原子炉等規制法の改悪が進んでいる!
衆議院環境委員会原子炉等規制法一部改正案についての意見
2017.3.17
伴英幸 原子力資料情報室共同代表
意見1
定期事業者検査に一本化し、原子力規制委員会が定期検査をやめて監視・評価する制度の導入は、原発の安全をかえって損なうことになると考えるので、この改正には反対です。
理由
- 性善説では安全を確保できない
原子力事業者は過去に不正やトラブル隠しを繰り返してきました。この状態は今も変わっていないと考えています(一覧はほんの一例)。
- 電力の自由化でコスト意識がより強まっている
2020年から発送電が分離され、電力は完全に自由化され、原子力事業者のコスト意識もいっそう高まると考えられます。そのような中では安全よりも経済性が重視される傾向がいっそう強くなることでしょう。このような状況で、定期検査を事業者任せにすれば、不正やトラブル隠しが繰り返されることになることを危惧します。したがって、競走環境の中では、原子力に関する規制をいっそう強化しないと安全を確保することができません。

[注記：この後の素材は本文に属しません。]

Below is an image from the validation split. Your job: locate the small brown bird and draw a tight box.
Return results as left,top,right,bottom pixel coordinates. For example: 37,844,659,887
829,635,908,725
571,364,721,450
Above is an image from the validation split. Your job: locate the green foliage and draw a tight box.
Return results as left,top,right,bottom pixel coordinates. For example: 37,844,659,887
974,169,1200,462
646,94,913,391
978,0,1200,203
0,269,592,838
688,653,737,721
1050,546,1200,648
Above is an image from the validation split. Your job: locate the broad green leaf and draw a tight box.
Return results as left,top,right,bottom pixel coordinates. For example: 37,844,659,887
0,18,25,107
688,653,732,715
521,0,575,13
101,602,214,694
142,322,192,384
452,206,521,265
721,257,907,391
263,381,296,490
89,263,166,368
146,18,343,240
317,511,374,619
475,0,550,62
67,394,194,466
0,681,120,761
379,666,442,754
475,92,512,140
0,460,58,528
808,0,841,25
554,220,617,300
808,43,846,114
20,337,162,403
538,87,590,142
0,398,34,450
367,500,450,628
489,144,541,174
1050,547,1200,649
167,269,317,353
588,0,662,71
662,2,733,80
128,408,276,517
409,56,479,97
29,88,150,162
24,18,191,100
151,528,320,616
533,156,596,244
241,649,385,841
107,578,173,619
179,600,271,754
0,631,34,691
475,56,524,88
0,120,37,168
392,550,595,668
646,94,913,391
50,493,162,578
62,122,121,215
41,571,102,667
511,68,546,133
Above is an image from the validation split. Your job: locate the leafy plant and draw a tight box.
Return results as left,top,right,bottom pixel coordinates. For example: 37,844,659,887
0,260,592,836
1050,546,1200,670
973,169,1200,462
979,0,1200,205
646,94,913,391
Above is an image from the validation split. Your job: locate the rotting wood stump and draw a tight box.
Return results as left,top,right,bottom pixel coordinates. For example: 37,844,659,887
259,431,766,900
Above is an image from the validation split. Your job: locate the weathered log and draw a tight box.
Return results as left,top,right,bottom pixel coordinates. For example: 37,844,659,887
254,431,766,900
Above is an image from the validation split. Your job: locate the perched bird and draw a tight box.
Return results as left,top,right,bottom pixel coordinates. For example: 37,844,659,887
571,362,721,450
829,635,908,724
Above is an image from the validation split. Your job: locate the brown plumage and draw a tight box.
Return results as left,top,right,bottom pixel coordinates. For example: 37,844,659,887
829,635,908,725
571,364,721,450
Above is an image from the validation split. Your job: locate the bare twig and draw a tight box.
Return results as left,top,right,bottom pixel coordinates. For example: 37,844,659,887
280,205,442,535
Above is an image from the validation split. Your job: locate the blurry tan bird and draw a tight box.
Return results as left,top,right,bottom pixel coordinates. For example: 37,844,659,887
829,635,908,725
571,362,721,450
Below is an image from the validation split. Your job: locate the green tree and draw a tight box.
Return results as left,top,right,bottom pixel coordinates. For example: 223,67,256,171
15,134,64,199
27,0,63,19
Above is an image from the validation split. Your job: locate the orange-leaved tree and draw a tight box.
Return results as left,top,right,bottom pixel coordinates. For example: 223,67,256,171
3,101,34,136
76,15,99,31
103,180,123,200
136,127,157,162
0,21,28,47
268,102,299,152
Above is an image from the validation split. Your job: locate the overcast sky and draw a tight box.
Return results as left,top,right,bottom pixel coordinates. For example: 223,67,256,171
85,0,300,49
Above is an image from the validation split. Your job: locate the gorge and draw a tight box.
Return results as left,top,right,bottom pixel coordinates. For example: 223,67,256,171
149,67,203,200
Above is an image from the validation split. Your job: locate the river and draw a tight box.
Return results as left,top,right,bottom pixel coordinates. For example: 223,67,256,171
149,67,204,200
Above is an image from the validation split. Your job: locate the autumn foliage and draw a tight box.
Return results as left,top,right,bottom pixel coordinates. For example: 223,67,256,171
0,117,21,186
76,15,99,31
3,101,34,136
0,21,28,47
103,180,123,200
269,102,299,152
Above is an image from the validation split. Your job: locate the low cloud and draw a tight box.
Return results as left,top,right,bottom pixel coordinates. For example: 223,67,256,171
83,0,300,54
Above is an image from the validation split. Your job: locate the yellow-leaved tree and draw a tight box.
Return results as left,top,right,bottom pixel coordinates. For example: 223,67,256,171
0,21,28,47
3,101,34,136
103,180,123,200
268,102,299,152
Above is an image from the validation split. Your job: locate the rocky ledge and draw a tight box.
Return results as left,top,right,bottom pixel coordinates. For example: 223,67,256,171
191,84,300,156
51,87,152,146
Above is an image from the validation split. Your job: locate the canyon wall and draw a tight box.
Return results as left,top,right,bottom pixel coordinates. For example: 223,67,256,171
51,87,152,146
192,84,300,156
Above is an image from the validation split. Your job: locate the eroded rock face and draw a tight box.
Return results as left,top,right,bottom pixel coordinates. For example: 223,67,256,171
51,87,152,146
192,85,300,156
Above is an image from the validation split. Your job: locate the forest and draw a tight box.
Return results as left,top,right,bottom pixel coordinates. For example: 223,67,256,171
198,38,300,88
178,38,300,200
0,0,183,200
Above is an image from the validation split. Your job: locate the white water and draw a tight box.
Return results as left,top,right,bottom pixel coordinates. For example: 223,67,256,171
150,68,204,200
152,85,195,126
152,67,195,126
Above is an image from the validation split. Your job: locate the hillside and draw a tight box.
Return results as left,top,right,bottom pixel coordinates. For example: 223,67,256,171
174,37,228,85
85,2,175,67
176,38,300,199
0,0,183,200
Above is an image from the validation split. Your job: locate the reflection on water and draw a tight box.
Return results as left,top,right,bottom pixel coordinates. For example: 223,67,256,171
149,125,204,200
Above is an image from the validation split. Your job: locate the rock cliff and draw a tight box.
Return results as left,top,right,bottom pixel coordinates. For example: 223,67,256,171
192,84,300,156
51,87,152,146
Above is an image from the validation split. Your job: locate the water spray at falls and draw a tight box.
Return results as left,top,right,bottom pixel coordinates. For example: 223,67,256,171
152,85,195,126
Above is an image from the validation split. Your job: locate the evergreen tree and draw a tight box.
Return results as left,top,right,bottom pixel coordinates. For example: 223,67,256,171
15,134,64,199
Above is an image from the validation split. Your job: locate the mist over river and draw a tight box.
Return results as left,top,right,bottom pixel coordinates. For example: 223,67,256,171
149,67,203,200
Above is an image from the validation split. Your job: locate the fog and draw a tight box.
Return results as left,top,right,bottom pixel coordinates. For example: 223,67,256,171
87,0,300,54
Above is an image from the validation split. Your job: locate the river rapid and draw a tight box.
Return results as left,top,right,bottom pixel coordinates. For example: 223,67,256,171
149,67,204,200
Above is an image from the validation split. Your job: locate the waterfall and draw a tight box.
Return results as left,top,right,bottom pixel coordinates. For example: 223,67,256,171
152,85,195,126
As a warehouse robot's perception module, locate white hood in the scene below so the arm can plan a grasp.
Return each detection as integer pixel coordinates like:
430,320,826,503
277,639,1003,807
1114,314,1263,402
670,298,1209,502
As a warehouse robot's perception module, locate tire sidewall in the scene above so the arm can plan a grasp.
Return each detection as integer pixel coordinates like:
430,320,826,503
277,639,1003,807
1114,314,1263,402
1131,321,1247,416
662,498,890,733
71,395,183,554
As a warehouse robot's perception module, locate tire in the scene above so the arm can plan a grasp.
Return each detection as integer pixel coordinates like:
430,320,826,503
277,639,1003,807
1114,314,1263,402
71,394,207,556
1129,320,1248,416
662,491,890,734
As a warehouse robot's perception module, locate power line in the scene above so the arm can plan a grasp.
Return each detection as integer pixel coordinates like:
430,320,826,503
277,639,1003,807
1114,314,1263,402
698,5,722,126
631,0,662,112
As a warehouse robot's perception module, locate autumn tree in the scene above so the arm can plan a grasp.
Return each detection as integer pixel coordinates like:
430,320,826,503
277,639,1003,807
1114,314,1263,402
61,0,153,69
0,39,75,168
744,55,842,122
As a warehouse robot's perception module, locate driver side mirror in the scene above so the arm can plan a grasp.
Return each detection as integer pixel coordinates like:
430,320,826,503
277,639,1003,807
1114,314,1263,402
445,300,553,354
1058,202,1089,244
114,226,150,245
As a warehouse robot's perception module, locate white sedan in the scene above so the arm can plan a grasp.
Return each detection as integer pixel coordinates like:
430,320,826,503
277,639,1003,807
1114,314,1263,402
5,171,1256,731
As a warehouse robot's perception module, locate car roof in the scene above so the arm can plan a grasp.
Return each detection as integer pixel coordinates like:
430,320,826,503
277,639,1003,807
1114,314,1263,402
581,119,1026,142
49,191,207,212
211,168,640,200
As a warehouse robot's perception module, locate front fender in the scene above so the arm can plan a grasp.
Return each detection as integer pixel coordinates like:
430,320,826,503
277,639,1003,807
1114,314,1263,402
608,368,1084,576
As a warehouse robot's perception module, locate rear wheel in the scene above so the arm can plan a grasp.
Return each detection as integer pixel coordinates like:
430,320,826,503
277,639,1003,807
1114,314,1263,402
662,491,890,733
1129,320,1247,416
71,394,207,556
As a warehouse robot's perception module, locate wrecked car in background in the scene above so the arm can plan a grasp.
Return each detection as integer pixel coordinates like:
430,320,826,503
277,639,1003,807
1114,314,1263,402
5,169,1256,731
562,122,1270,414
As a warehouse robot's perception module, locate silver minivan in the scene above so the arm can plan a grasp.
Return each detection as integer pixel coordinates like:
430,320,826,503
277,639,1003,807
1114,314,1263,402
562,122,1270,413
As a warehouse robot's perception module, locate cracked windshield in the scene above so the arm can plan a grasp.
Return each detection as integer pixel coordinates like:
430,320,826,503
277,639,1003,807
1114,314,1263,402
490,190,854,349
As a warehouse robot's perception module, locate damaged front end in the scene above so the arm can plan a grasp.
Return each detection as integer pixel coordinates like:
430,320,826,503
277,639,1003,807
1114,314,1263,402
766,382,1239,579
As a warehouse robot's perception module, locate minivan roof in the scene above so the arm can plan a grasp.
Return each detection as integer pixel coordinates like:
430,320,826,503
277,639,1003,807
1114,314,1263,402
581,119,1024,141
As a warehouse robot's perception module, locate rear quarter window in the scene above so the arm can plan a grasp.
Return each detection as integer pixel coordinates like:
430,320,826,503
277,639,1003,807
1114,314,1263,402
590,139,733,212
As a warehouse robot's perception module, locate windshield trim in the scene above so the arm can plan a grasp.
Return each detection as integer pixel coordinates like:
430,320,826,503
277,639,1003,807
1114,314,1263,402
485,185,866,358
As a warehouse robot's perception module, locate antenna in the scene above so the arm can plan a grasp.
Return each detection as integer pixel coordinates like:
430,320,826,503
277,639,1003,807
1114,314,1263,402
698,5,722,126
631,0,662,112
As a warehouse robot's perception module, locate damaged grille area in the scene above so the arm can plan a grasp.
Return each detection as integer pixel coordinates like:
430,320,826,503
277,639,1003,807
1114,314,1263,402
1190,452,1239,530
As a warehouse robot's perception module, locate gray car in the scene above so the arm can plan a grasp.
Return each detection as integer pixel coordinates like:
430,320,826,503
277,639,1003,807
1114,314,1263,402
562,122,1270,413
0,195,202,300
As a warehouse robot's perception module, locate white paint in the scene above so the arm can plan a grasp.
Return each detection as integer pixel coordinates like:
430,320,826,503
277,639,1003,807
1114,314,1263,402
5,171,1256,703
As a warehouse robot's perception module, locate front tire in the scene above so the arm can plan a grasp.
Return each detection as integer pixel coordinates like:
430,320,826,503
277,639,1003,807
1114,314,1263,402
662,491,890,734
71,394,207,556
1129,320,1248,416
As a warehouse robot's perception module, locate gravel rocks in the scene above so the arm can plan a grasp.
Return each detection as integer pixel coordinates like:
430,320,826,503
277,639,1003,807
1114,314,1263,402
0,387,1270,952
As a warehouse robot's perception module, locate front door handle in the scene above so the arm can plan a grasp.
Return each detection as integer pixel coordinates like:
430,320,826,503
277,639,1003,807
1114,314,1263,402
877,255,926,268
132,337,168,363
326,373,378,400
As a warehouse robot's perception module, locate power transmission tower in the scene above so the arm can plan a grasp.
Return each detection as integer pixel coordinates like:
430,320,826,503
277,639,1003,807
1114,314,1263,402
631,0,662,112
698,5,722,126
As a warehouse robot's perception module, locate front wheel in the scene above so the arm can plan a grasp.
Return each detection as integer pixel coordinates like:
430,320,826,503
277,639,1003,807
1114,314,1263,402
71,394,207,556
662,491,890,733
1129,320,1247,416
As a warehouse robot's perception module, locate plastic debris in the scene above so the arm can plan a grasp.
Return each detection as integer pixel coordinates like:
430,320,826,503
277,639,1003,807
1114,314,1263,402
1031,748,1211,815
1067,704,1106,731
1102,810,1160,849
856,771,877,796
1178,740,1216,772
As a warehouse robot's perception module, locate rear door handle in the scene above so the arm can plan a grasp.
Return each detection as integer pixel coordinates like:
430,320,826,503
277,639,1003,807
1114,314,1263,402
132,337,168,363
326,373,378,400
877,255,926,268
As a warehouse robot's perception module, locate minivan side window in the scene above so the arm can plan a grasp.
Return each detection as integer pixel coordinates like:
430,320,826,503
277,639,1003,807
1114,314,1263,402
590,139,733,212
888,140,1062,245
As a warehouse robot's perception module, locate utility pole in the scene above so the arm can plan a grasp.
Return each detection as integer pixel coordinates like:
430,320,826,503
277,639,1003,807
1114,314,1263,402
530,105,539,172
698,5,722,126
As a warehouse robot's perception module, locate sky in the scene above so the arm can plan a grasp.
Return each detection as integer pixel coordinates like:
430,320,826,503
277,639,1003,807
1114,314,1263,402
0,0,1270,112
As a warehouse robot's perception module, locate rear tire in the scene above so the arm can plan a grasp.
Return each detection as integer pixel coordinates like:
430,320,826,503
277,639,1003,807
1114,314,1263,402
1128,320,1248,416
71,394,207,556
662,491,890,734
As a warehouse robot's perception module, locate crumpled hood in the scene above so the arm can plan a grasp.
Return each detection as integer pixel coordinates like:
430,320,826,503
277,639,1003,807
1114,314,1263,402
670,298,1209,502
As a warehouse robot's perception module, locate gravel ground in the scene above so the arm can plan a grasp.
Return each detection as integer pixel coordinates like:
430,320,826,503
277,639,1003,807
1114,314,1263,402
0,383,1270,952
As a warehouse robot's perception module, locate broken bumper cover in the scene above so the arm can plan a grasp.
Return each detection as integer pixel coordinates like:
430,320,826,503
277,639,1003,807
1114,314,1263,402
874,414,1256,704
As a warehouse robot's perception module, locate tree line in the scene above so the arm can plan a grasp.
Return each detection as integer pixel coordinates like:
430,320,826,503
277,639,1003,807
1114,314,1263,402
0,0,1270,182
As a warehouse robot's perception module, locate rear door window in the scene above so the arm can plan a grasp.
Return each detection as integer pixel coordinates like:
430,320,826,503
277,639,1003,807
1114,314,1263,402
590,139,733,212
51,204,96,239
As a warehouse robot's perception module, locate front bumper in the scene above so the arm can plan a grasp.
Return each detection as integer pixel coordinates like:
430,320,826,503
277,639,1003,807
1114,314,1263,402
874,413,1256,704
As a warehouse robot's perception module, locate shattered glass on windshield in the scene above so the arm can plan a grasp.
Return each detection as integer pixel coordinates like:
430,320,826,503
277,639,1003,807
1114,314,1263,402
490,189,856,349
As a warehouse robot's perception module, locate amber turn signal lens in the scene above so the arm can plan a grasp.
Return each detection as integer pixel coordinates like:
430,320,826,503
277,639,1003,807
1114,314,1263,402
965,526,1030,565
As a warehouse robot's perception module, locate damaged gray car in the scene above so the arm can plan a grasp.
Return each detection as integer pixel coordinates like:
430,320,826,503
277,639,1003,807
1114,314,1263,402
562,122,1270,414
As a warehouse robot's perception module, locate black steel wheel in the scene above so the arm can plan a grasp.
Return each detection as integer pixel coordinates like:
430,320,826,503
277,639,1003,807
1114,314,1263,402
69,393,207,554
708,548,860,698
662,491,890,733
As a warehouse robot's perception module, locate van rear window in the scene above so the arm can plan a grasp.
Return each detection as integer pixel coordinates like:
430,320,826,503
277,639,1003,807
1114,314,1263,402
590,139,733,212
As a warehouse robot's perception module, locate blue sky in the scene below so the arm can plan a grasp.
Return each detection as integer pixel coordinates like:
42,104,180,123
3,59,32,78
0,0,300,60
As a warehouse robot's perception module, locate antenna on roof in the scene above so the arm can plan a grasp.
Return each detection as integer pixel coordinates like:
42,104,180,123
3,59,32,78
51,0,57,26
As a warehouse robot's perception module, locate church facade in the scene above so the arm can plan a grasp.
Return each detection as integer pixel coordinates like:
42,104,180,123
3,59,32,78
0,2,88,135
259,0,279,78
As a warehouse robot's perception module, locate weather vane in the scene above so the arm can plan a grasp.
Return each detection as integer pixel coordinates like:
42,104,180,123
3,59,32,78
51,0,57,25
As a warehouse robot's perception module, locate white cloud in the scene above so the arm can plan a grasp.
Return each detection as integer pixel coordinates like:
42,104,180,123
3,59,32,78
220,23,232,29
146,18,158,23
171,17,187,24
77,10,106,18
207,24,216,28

- 法人に対する1億円の罰金は安すぎ、不正防止にはつながらない
記録の不備ならびに虚偽記録に対して、法人に1億円の罰金が課せられることになっていますが、120万キロワットの原発が1日運転すれば、20円kWhとすれば、5億7600万円の売り上げとなります。販売利益が4円kWhとすれば、1日で1億円の利益をあげることになります。これで不正防止に役立つか疑問です。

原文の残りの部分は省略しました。